Rio-Santo s’était relevé. Son noble visage avait pris une expression de fierté indomptable, inflexible et sans bornes.

Lady Ophelia le contempla quelques secondes et joignit ses mains sur sa poitrine.

— Oh ! je vous aime ! murmura-t-elle ; — Dieu n’a point pitié !… Je vous aime plus que jamais !… je vous aimerai toujours !

Il s’assit sur un coussin aux pieds de la comtesse, qui passa ses deux mains dans les boucles lustrées de ses beaux cheveux noirs.

— Vous dites vrai, n’est-ce pas, murmura-t-elle ; vous ne me trompez pas ?… Mon Dieu ! cet amour que vous me donnez ; cet amour, occulte et honteux, — qui est la part dont ne veut pas ma rivale ! — j’y tiens, José-Maria, j’y tiens plus qu’à la vie… plus qu’à l’honneur !… Oh ! c’est moi qui ai tort de n’être qu’une pauvre femme et de n’avoir point à vous donner la puissance qui vous est due… c’est moi qui ai tort d’espérer et de croire que vous, — Rio-Santo, — vous vous abaisseriez jusqu’à moi.

— Folle ! folle enfant ! interrompit le marquis en couvrant de baisers la blanche main d’Ophelia.
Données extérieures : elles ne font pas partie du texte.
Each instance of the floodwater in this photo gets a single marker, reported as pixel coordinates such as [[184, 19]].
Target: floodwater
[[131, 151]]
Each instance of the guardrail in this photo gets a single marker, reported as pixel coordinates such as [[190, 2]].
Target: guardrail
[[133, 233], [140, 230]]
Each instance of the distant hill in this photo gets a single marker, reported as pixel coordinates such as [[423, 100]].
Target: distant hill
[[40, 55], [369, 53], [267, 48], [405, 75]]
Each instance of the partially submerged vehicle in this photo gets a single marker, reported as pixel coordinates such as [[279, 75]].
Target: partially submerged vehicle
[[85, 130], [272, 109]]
Elle cessa de parler ; ses yeux humides se séchèrent et devinrent brûlants. Sa respiration pénible et entrecoupée souleva par soubresauts les charmants contours de sa gorge…
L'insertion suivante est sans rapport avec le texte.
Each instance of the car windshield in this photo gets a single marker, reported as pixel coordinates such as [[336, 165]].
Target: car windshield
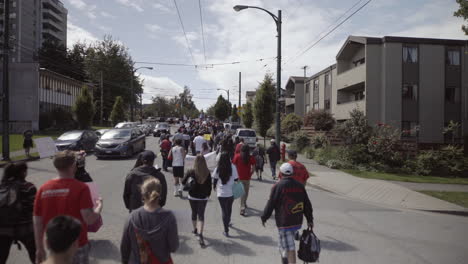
[[71, 135], [247, 133], [116, 134]]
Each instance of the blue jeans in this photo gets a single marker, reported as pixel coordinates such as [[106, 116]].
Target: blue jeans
[[273, 168]]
Il y avait maintenant de l’amour, de l’amour véritable dans l’œil ardent de Rio-Santo. — L’homme d’impressions soudaines cédait à l’impression du moment. Il était venu pour jouer une comédie, et, comme ces acteurs qui prennent au sérieux un rôle appris, il subissait au vrai sa fiction passionnée : il aimait.

Lady Ophelia savourait cet instant de bonheur et s’y cramponnait comme si elle eût craint de voir l’illusion s’enfuir.

— Oh ! non… non ! dit-elle enfin, sans savoir que sa pensée s’échappait au dehors ; — je ne le trahirai pas !… Que m’importent ces gens et leurs souffrances ?… il m’aime maintenant… Je ne dirai rien… rien !

Ses yeux fermés à demi ne voyaient plus. Sa pensée nageait vaguement en un rêve.

Rio-Santo, lui, avait saisi au passage chaque parole. Ses sourcils s’étaient froncés, laissant apparaître au milieu de son front rougi la longue ligne blanche d’une cicatrice perpendiculaire. Ses lèvres tremblaient sans produire aucun son, et un frémissement colérique agitait chacun de ses membres.

Il prit la main de la comtesse et la serra sans doute bien fort, car la pauvre femme ouvrit les yeux en poussant un petit cri de douleur.

Elle pâlit en voyant la pose menaçante et les traits bouleversés du marquis.

— Qu’avez-vous, don José ? demanda-t-elle.

— Madame, dit-il d’une voix sévère et contenue, il faut me répondre, entendez-vous !… me répondre clairement et sur-le-champ !… Que parlez-vous de trahir, et quel est cet homme que j’ai rencontré tout à l’heure sur mon chemin ?

  1. Honorable, titre légal des fils de comte, qu’on n’appelle lords que par courtoisie.